Aussi la réforme de l'Etat est-elle devenue au Canada une oeuvre continue, comme si le changement de culture initié dans les années 1990 pour rétablir les finances publiques avait entraîné le développement d' une culture du changement qui facilite, dix ans plus tard, la poursuite d'un mouvement de rationalisation de l'organisation administrative.

Les actions concourant à la réforme de l'Etat en France ont indéniablement quelques traits communs avec l'entreprise canadienne. En, effet, la LOLF tend à substituer à la logique de moyens une logique de performance, les lois de simplification du droit contribuent à la modernisation de l'action administrative, grâce à l'allègement des procédures, et les citoyens français peuvent recourir à des services d'administration électronique de plus en plus étendus.

Toutefois, il semble que l'oeuvre de réforme de l'Etat conduite dans notre pays pourrait encore être approfondie, en s'inspirant des évolutions initiées par le Canada afin de réaliser des économies d'échelle dans le domaine des services aux administrations et de responsabiliser davantage les gestionnaires. L'expérience canadienne et québécoise nous enseigne par ailleurs que le Parlement et les organismes de contrôle peuvent et doivent rassembler leurs efforts pour jouer un rôle de premier plan dans cette réforme sans cesse poursuivie.

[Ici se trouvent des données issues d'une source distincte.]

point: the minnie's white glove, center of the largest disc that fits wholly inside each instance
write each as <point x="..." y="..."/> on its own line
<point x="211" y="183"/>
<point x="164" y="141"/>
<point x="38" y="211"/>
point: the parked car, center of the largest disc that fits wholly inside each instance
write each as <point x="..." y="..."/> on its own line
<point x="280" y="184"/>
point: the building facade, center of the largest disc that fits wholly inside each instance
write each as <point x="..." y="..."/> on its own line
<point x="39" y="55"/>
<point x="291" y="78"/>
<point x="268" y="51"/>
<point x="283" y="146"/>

* 29 Chaque province est également dotée d'un vérificateur qui rend compte de ses travaux à l'assemblée législative provinciale.

* 30 Article 3 de la loi sur le vérificateur général du Canada de 1977.

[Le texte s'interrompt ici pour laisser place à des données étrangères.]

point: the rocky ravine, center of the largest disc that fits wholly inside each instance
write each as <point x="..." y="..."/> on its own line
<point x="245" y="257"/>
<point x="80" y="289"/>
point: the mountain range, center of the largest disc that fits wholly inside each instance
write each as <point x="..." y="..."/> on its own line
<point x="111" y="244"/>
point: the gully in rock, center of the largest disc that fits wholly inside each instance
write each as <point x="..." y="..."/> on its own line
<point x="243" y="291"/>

* 31 Environ 50 % des employés du Bureau du vérificateur général sont des comptables.

* 32 Le vérificateur général du Canada rend compte de ses travaux portant sur ces trois territoires à leurs assemblées respectives.

* 33 La loi et la tradition canadiennes veulent que ce soit le ministre seul qui assume la responsabilité de la gestion et de la direction de son ministère.

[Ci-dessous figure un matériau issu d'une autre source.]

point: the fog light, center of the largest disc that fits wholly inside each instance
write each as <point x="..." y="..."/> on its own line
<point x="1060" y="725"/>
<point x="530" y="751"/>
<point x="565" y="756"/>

* 34 Cf. infra, encadré sur le programme de commandites.

* 35 Les travaux du juge Gomery devaient porter notamment sur : la création du programme de commandites, la sélection d'agences de communication et de publicité, la gestion du programme de commandites et des activités publicitaires par les responsables à tous les niveaux, la réception et l'usage, par toute personne ou organisation, de fonds ou de commissions octroyés à l'égard du programme de commandites et des activités publicitaires, toute autre question directement liée au programme de commandites et aux activités publicitaires que le commissaire juge utile à l'accomplissement de son mandat.

* 36 Les audiences publiques de la commission ont commencé le 7 septembre 2004 à Ottawa et se sont poursuivies jusqu'au 17 juin 2005 à Montréal. Elles ont permis d'entendre 172 témoins pendant plus de 136 jours d'audience.

* 37 Une synthèse du rapport est disponible sur le site Internet de la commission d'enquête, à l'adresse : http://www.gomery.ca/fr/phase1report/summary/french_es_full_v01.pdf

* 38 M. Jean Chrétien, Premier ministre de 1993 à 2003, à qui la commission d'enquête attribue une responsabilité tenant en particulier à des omissions et à un manque de précautions, a engagé le 30 novembre une action en justice auprès de la Cour fédérale afin de contester les conclusions du rapport Gomery.